I'm now a healthy BMI, my alcohol use has not increased, I do as much exercise as I can given my health condition (and achieve close to government guidelines), my diet has not changed for the worse, I monitor my own BP at home and it is fine.

Which would leave blood sugar testing and cholesterol testing. There's no information in the leaflet which gives enough information for this to be done with informed consent (the results have consequences otherwise there's no point doing it) The letter says the appointment would be with a health care assistant. This is therefore not a health professional.

6 Replies

  • Dear GoogleMe

    You mention that the leaflet doesn't give enough information about the tests, so I have suggested some links below which you may find informative:

    What happens at an NHS Health Check

    The science behind the NHS Health Check tests

    NHS Health Check: frequently asked questions

    Yours sincerely,

    Victoria Hunt

    NHS Choices

  • Hi,

    There is a problem as described, the GP information and HA information at times is not very clear, There's no information in the leaflet which gives enough information for this to be done with informed consent (the results have consequences otherwise there's no point doing it) necessary training required I am afraid!

    Because of my research and medical people in my family I can ask questions. Link to access information to read is fine. Related information should be available at GP practice to help with Q&A. Imagine if you do not have a computer and access to Internet then what?

  • No numbers given for the rate of false positives (there's good evidence that words ('small' 'high' 'rare' are interpreted very variably (even by health professionals) so numbers, ideally natural numbers, communicate more effectively, so why are they not used?)
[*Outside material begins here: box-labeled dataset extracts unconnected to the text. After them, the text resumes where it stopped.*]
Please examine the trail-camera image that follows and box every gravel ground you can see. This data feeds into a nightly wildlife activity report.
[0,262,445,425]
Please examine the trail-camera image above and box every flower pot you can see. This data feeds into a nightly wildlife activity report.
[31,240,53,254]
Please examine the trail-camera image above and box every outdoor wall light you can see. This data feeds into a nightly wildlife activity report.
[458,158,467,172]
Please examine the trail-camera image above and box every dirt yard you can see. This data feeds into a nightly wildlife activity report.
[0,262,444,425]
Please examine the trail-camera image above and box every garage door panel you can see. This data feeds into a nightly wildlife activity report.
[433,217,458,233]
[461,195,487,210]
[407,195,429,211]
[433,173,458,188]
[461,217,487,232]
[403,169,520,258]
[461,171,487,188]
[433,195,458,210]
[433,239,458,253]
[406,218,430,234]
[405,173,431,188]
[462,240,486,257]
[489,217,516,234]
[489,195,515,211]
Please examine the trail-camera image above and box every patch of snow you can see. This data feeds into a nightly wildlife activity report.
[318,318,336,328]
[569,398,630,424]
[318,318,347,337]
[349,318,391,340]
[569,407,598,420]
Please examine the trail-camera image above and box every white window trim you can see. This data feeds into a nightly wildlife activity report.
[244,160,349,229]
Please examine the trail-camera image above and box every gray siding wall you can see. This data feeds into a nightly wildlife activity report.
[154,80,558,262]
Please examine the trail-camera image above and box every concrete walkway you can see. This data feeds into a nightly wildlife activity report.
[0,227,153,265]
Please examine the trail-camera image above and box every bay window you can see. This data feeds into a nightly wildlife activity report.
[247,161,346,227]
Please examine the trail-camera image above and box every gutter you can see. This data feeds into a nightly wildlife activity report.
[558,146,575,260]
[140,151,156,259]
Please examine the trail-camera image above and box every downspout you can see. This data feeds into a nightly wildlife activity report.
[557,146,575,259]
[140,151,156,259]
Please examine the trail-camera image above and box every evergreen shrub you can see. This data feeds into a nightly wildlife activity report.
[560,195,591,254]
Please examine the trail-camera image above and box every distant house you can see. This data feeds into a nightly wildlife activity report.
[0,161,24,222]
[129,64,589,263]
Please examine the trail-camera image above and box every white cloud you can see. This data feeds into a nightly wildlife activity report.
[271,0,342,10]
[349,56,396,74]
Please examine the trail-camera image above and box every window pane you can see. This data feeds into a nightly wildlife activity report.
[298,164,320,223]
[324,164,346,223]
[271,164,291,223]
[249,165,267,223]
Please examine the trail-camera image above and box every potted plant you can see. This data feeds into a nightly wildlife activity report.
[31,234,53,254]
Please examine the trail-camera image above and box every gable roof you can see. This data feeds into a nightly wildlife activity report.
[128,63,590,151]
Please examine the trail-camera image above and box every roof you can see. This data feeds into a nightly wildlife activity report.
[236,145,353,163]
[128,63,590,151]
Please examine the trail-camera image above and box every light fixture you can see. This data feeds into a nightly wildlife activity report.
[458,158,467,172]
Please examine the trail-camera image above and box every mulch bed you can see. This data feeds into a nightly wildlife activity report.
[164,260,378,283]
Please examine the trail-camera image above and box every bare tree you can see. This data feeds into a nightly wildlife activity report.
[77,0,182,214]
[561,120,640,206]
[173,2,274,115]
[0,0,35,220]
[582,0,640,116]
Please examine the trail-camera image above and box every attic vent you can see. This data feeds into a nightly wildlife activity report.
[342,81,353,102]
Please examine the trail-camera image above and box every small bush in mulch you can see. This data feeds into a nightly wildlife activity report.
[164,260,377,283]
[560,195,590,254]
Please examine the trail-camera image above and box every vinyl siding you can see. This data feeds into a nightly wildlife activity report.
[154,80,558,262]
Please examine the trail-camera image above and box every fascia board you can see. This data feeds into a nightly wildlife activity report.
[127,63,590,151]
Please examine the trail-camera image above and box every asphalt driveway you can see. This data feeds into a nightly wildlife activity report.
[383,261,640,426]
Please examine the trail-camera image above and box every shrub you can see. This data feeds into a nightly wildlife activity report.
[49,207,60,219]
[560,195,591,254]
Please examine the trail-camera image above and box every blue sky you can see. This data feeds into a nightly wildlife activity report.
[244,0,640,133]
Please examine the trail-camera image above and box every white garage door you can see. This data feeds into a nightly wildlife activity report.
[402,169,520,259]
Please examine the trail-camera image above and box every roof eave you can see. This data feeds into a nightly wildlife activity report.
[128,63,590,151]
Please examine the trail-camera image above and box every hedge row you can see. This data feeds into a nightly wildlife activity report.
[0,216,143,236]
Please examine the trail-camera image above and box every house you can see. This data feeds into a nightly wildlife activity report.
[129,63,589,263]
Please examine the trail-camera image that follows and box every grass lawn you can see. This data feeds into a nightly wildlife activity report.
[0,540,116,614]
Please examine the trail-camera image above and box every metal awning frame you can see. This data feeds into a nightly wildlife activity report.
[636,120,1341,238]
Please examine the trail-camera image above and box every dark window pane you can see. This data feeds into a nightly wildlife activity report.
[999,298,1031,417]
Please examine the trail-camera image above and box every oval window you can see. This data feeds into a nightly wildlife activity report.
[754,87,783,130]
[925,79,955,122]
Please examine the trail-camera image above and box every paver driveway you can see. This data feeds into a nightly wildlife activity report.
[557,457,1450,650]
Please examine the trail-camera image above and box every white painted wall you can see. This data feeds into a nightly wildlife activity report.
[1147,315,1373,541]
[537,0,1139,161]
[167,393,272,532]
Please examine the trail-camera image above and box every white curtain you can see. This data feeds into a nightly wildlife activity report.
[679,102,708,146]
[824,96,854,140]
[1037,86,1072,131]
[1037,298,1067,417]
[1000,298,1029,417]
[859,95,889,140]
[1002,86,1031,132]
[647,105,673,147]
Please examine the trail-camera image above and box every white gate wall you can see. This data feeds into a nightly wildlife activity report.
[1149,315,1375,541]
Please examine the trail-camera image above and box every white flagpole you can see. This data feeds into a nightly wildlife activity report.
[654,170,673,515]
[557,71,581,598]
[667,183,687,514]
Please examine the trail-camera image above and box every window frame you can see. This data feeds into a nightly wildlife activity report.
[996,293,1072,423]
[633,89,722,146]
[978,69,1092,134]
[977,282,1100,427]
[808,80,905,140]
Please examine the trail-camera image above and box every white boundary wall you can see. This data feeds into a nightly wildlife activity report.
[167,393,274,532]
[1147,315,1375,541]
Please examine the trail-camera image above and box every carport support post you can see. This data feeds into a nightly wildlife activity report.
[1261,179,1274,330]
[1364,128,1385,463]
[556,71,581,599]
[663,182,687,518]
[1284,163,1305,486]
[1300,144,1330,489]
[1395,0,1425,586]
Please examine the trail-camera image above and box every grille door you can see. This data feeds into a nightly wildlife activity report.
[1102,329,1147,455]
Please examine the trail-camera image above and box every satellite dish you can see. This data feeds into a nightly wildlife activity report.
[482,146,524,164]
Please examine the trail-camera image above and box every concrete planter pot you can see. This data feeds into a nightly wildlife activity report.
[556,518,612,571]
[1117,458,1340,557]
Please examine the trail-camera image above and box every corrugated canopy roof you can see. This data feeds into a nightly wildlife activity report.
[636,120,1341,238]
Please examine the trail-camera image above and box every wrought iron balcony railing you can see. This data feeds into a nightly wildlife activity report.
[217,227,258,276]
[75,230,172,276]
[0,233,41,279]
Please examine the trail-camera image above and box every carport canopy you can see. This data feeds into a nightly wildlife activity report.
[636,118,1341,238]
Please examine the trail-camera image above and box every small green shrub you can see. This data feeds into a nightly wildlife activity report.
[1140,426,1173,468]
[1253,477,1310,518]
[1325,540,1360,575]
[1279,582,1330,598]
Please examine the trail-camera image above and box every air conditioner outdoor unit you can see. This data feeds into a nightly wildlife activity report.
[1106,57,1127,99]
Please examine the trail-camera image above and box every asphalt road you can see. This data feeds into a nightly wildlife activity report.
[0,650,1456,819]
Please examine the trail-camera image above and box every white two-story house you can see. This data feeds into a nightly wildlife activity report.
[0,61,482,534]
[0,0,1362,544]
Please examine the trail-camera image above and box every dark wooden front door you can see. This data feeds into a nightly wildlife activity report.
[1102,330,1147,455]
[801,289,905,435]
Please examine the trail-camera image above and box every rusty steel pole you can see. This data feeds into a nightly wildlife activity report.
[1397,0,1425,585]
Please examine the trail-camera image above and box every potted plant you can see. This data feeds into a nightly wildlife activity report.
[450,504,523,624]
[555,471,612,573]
  • The leaflet and links have no facts. No details on accuracy, confidence levels, true risk. They always talk about 'high' risk. No explanation how this compares to other risks in life. The Health Care Assessistants or other people doing the Health Check are no help. They follow a tick box approach. They cannot answer any detailed questions - they just read out the script.

  • What you have written is very true. This applies to all activities in UK. This is computer technology. If there is no power to till in the shops can you get back the correct change?

    Health check has to do better than what they are doing, may be go back to the olden day version, every one had a better understanding! Nowadays, the blood test blood is collected at any time of the day and the simple results are sent by post. not many people can understand the results unless you have looked the medical information! Yes, tick box culture just like copy and paste culture. High risk, this is just paper work, if the system can get the grading of GPs wrong, what can the system get it right. Simple blood test in super market cost £10.00, for this £10.00 you get the blood test result you can understand and some good explanation. For more money if you go to Blue Crest package screening a full written report will be sent home.

    I am afraid NHS needs to spend money on education and training!